A lot has been made of the commodity crash that occurred in mid-2012 and its impacts on the mining sector (with my view remaining the same, in that most commodities remain overpriced and that oversupply will be the medium to longer term issue). Looking at the graphs over a 13-month period you can easily see that prior to the commodity crash Employment averaged a steady 14.7% and a very healthy 3.8 on the positive side. When commodity prices crashed from June/July the mining sector reacted in two ways. Some operators panicked, reacting by cutting costs and staff quickly, a fact highlighted by the negative 20 number for Employment in September. Other organisations have used the crisis over the past seven months to ‘clean house’, fixing up issues with both their book and labour. This is reflected in the Employment numbers continuing on a slightly negative trend, averaging minus 2.67 over the last three months from lows in September and October while the actual employment losses are still relatively minor (see the Employment Tracker in the previous January release).

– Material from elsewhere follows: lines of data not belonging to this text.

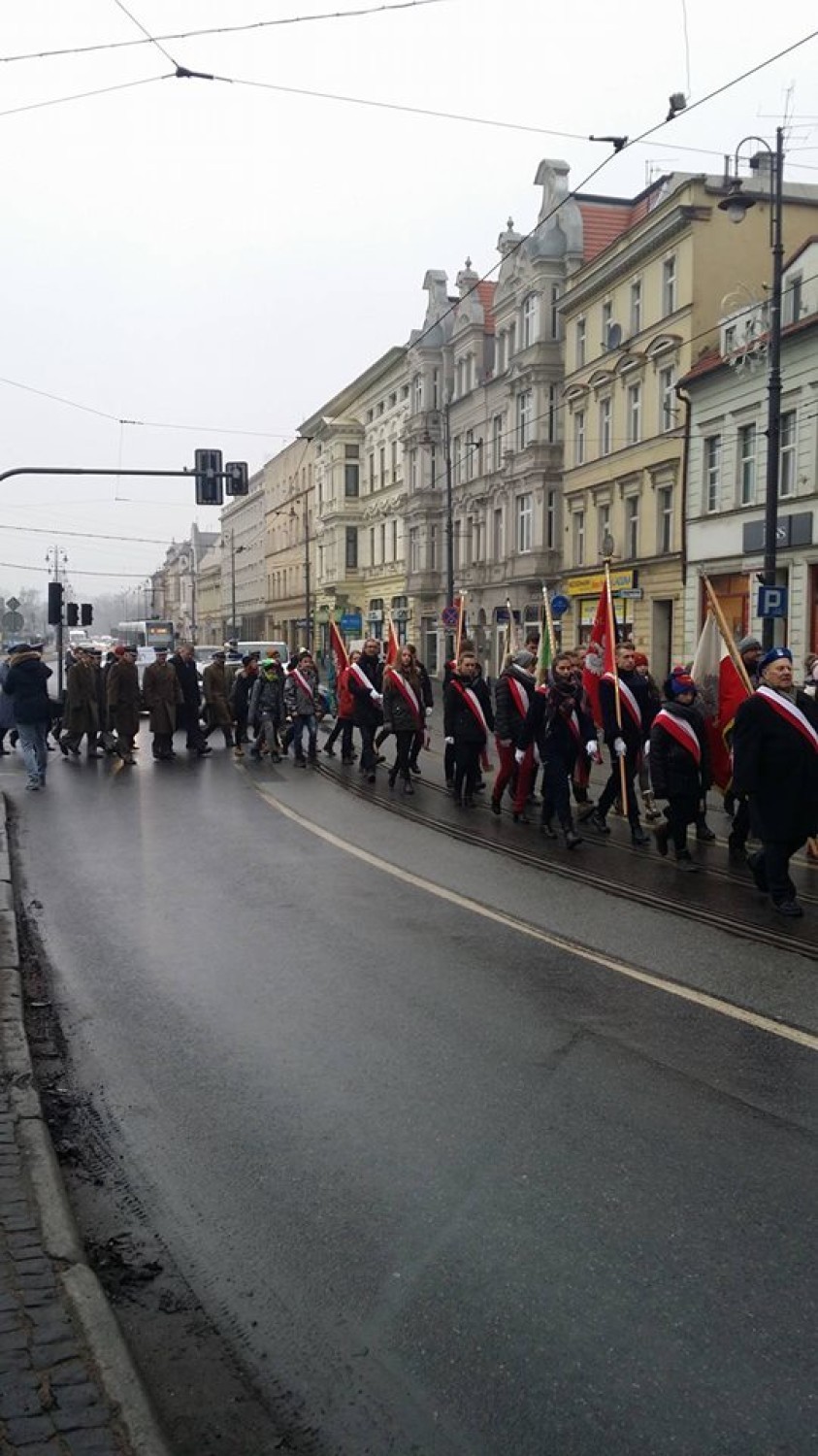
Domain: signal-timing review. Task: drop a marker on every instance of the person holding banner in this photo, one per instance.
(468, 722)
(404, 712)
(776, 766)
(680, 765)
(626, 739)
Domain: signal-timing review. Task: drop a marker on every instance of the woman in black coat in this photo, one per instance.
(680, 765)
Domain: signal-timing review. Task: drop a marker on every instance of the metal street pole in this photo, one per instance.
(448, 524)
(774, 389)
(309, 643)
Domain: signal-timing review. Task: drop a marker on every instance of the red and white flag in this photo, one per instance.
(338, 648)
(721, 693)
(600, 654)
(392, 645)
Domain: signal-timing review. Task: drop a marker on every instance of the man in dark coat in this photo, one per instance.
(626, 740)
(124, 701)
(680, 765)
(162, 695)
(366, 683)
(82, 707)
(26, 686)
(776, 766)
(189, 710)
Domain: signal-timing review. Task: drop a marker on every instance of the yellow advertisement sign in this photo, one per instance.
(591, 585)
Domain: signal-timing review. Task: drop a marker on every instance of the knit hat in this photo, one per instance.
(774, 655)
(677, 683)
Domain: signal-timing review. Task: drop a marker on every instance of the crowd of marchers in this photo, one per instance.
(547, 734)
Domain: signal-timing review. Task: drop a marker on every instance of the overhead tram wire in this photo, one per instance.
(218, 29)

I’ll no doubt have more to say about this in the February release as more data comes in but I can say with some confidence that the leaner (and meaner) mining industry has returned to business as usual and the ‘wait and see’ is on hold.

Random Analytics: Mining Workforce Planning Scan (Jan 2013)

The commencement of this year’s analysis of mining workforce planning brings forward two very distinct but different themes. With only 1 out of every 4 stories covered for the month related to workforce planning my initial thoughts were that the story is a continuation of the Q4 story, which was of an industry that had made the necessary cutbacks both in terms of costs and suppressing IR dissent but wasn’t quite sure where to go from here. The volatility of commodity prices, especially those of iron and thermal coal add weight to this direction, given that business will always take stability in prices over price instability (even when pricing is lower).

That’s one take on the first month of data. For the last five months of 2012 the mining coverage was dominated by employment contraction reports but prior to that it was Work Health and Safety (WH&S) which had the most reporting for six out of seven months as IR peaked at 24.4% in May on the back of the BMA dispute which even led the company to declare a force majeure. So, the question has to be asked, are we seeing a return to more normalised conditions?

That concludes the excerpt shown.